4. И вот он туда явился. С усами, с бакенбардами, со шпорами на сапогах, которыми он рвал редакционные диваны, валяясь на них, с его грубыми шуточками, с его трубкой, воняющей крепчайшим табаком. Он доводил до слез Тургенева, издеваясь над его, как он выражался, «демократическими ляжками». Толстой был мужчина небольшого роста, но такой коренастый и занозистый, – а Тургенев был рослый, хорошо сложенный, вальяжный… но постоять за себя перед боевым офицером не мог!


5. Случались замечательные истории типа: Николай Алексеевич Некрасов, как известно, любил играть в карты.

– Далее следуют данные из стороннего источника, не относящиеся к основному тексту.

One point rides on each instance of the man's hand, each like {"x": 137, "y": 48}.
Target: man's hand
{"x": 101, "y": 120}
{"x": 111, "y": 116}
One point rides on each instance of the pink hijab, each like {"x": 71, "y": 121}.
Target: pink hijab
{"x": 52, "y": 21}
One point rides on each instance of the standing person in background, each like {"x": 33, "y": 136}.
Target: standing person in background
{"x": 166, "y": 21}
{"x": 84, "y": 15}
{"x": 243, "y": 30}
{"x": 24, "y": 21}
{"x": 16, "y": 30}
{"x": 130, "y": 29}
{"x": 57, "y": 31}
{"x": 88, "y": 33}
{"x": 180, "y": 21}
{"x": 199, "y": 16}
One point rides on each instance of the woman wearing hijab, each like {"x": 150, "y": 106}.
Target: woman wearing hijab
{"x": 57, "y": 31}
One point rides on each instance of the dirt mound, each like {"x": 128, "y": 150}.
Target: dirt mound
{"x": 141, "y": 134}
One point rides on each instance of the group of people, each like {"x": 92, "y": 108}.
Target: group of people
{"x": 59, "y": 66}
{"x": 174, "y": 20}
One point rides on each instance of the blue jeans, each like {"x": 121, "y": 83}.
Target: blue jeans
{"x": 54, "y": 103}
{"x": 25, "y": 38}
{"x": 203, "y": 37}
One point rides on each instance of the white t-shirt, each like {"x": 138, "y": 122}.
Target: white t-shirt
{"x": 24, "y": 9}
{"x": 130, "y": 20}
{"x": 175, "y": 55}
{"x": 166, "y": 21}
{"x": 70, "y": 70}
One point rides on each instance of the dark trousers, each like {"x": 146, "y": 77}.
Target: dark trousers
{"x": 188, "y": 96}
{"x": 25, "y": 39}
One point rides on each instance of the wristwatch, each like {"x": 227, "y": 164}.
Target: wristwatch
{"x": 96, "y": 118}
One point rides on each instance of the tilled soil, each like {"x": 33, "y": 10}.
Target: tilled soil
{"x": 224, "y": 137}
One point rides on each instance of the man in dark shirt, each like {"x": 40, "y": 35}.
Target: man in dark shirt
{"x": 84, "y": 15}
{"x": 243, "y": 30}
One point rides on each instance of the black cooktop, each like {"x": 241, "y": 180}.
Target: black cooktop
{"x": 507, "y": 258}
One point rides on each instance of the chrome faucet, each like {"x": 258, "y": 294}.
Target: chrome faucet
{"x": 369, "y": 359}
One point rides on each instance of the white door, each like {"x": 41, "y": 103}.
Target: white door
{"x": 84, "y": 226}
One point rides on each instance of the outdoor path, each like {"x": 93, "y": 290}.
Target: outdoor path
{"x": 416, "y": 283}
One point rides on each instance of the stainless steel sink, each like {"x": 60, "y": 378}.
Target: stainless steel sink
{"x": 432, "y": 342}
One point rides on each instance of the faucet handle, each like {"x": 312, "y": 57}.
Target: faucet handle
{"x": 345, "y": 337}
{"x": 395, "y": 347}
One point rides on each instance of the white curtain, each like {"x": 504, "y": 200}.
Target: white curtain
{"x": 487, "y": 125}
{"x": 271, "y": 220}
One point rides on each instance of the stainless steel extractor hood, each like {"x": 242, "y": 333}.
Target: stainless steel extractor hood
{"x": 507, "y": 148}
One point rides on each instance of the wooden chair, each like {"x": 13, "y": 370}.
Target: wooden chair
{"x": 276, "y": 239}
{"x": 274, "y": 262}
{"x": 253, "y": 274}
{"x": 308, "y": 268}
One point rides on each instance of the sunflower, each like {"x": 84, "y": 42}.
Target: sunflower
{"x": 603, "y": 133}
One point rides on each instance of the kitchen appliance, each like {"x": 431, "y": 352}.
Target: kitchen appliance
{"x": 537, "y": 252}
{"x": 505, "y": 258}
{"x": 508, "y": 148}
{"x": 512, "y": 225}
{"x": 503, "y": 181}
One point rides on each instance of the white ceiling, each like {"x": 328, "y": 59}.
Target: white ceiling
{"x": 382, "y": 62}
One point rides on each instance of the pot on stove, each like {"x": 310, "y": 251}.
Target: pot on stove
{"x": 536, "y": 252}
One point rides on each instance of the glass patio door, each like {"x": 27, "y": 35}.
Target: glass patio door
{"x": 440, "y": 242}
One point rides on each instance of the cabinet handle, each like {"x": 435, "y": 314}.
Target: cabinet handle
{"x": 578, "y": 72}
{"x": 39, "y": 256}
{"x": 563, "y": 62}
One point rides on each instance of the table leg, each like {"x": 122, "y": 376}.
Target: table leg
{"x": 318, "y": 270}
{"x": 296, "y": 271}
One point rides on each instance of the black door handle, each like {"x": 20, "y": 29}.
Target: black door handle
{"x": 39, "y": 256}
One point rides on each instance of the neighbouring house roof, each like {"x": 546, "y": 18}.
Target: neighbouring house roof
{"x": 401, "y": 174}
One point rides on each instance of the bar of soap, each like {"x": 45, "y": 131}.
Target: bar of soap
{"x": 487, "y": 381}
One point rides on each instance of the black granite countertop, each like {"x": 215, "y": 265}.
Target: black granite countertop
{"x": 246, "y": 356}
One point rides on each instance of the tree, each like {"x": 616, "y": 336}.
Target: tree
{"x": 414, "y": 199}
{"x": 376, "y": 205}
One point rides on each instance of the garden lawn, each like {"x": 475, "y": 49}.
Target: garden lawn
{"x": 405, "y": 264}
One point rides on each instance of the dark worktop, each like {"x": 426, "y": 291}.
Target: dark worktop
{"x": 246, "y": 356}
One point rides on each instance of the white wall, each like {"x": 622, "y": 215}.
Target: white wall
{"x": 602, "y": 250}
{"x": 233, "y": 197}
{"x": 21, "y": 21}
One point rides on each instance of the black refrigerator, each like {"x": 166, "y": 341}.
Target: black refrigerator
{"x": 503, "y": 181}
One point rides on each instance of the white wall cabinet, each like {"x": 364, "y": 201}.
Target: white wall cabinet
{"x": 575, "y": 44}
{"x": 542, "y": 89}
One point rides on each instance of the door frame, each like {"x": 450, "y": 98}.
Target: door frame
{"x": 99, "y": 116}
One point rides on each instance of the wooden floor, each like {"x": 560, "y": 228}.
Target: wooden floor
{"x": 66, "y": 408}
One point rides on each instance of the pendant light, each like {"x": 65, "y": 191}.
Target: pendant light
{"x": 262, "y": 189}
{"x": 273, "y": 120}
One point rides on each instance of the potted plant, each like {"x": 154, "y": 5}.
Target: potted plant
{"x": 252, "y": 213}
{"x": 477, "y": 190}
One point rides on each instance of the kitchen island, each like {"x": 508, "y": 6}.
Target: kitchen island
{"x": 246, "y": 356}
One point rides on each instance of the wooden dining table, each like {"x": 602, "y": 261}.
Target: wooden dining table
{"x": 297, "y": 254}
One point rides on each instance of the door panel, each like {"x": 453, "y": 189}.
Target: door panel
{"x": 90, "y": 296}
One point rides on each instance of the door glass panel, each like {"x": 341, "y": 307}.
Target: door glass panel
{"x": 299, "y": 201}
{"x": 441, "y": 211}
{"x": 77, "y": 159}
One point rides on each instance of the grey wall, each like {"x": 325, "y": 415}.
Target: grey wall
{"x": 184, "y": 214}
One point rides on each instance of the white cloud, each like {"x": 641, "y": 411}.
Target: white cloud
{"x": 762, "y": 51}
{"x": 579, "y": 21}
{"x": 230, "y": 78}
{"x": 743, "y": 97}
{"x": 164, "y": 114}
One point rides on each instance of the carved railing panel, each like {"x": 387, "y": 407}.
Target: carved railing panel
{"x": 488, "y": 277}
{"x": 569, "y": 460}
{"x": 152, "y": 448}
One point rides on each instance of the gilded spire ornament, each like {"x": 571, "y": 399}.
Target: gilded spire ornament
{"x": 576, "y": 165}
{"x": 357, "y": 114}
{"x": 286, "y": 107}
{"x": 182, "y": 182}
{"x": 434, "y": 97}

И однажды он проиграл эти деньги, которые были предназначены на гонорар Тургеневу, за публикацию, за роман. Ну, бывало, бывало… Тургенев страшно обиделся и учинил Некрасову скандал. Некрасов был оскорблен совершенно и говорил, что Тургенев просто марает его грязными подозрениями. А Некрасов Толстому очень нравился. Толстому нравилось, что Некрасов играет в карты, что Некрасов любит женщин, и вообще что Некрасов нормальный человек.


6. Толстой вызвал Тургенева на дуэль. (Эта история в русской литературе обычно замалчивается, потому что когда один гений вызывает на дуэль другого гения, получается ерунда. Вот понимаете, когда Дантес – Пушкина: негодяй, когда Мартынов – Лермонтова: негодяй! А если бы Толстой убил Тургенева – мы были бы в большом затруднении. Это просто фигня какая-то получается. Это не принято.)


Короче, Тургенев от вызова уклонился и быстро уехал за границу. Не ответил за базар. Ему было не до дуэлей, он любил Полину Виардо. Она сосала из него деньги, все доходы от его имения и от его гонораров, он переживал страшно. Толстой говорил, что он бы такую бабу просто вышвырнул в окно, и нечего здесь сопли разводить. Тургенев был скандализован такими заявлениями. Короче, Тургенев быстро уехал за границу, чего Толстой не мог ему забыть всю жизнь, издеваясь покуда можно было.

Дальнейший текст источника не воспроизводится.